Re: [UDD] Is there any information about failed autopkgtest in UDD?
On Thu, 16 Apr 2020 at 10:09:36 +0200, Andreas Tille wrote:
> Hmmmm, what exactly means "superficial".
Originally proposed in:
The design was originally called "trivial" but was renamed to
"superficial" during implementation.
> Are all those
> Testsuite: autopkgtest-pkg-*
Most of them yes, because if they fail, that's Very Bad, but if they
succeed, they don't give us a whole lot of confidence that the package
works as intended.
For example, if you have a package python3-dbus, the most that can be
done with knowledge of Python but no knowledge of dbus is to "import dbus"
and see what happens. If that fails, obviously the dbus module is
unusable (or missing a dependency or something); but if that succeeds,
that fact doesn't tell us whether it can actually do D-Bus successfully,
which is its real purpose. If I replaced all the code in python3-dbus
with print("hello"), obviously it wouldn't be implementing its intended
API any more, but it would still pass the "import" test.

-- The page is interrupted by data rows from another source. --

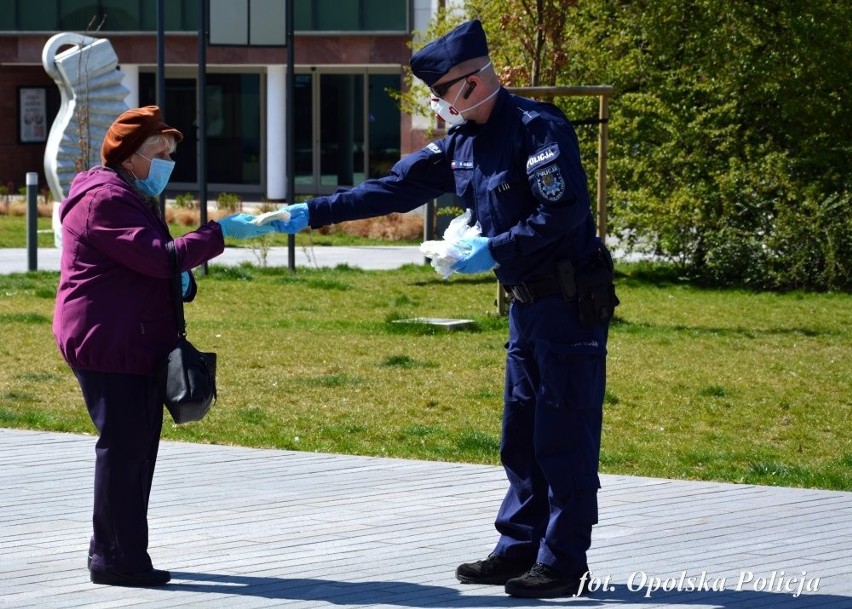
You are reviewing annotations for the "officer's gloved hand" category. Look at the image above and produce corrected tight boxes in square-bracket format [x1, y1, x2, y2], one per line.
[451, 237, 497, 274]
[269, 203, 310, 235]
[217, 214, 275, 239]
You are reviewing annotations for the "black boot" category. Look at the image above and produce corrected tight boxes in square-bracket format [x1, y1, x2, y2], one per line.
[506, 562, 589, 598]
[456, 554, 535, 586]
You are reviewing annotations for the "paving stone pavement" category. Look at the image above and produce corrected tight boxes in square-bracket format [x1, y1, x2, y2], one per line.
[0, 429, 852, 609]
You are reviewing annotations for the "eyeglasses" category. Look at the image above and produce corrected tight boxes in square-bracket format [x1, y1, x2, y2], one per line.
[429, 65, 488, 98]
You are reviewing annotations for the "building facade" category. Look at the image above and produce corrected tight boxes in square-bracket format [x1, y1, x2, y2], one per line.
[0, 0, 436, 200]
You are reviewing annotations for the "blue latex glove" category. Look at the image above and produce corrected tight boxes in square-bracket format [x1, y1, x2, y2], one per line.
[180, 271, 191, 298]
[217, 214, 275, 239]
[269, 203, 310, 235]
[450, 237, 497, 273]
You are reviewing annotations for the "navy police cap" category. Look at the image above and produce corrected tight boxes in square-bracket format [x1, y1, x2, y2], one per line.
[409, 19, 488, 87]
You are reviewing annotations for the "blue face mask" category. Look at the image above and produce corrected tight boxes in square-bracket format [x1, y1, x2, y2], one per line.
[136, 152, 175, 197]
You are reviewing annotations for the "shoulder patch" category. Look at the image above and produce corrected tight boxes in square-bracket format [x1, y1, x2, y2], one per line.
[527, 144, 559, 173]
[535, 165, 565, 201]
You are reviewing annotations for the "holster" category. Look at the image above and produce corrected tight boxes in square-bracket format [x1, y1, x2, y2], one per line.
[572, 245, 619, 326]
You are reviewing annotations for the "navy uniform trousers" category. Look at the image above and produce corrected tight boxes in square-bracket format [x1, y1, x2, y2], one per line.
[494, 297, 608, 576]
[74, 369, 163, 573]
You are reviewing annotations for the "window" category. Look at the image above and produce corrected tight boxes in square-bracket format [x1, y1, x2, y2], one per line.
[5, 0, 409, 33]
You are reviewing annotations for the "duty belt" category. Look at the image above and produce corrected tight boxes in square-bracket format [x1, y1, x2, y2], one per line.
[503, 276, 562, 304]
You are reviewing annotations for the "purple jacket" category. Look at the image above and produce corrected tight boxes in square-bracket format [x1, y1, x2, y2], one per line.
[53, 166, 225, 374]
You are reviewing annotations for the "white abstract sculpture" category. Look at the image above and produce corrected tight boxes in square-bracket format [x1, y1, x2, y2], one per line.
[41, 32, 129, 247]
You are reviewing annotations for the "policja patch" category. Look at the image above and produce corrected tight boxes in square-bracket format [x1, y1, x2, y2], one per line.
[535, 165, 565, 201]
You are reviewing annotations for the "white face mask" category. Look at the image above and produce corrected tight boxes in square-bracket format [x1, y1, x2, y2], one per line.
[429, 61, 500, 127]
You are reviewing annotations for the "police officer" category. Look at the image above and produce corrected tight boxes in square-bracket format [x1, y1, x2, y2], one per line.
[276, 21, 617, 598]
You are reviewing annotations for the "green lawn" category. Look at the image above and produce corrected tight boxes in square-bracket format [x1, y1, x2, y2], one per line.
[0, 264, 852, 491]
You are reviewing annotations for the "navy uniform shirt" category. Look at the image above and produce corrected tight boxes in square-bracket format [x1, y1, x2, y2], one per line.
[308, 89, 598, 285]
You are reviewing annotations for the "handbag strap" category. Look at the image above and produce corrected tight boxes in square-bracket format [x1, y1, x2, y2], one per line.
[166, 241, 186, 338]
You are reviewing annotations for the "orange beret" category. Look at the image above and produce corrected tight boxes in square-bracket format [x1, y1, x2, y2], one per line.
[101, 106, 183, 166]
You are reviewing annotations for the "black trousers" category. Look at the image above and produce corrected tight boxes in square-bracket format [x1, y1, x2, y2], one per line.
[74, 369, 163, 573]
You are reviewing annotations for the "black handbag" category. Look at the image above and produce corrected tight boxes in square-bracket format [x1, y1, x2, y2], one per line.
[157, 241, 216, 423]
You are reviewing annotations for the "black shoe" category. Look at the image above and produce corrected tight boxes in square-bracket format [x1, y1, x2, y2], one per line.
[89, 569, 172, 588]
[456, 554, 535, 586]
[506, 562, 589, 598]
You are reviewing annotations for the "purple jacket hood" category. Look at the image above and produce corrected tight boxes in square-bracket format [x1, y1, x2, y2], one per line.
[53, 166, 224, 374]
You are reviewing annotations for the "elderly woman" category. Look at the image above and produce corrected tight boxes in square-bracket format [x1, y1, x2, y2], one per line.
[53, 106, 272, 586]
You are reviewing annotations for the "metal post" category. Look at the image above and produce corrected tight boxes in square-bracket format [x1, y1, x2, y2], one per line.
[597, 95, 609, 241]
[286, 0, 296, 271]
[197, 0, 210, 275]
[27, 171, 38, 271]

That's why the
"import" test is considered to be superficial.
If a family of packages have a convention for how to discover and
run a real test suite with non-trivial coverage (for example GNOME-style
installed-tests in /usr/share/installed-tests/**/*.test), then an
autopkgtest-* helper that detected and used *that* convention would usually
*not* be superficial.
> Do they qualify for early testing migration or not?
If *all* the tests are superficial, passing them doesn't speed up testing
Packages get faster testing migration if they have at least one test that
results in a pass status (passing and not superficial), *and* all of their
tests result in either a pass or neutral status.
Normal tests: pass -> pass, fail -> fail
"superficial" tests: pass -> neutral, fail -> fail
(the test passing doesn't really give us much confidence that it works)
"flaky" tests: pass -> pass, fail -> neutral
(the fail doesn't give us much confidence that it *doesn't* work, because
maybe it just failed randomly)
"flaky, superficial" tests: pass -> neutral, fail -> neutral
(no machine-readable effect, should normally only be used when monitoring
whether a new test is reliable on Debian infrastructure or not)
"skippable" tests: pass -> as above, exit 77 -> neutral, fail -> as above
Tests that can't be run due to restrictions: neutral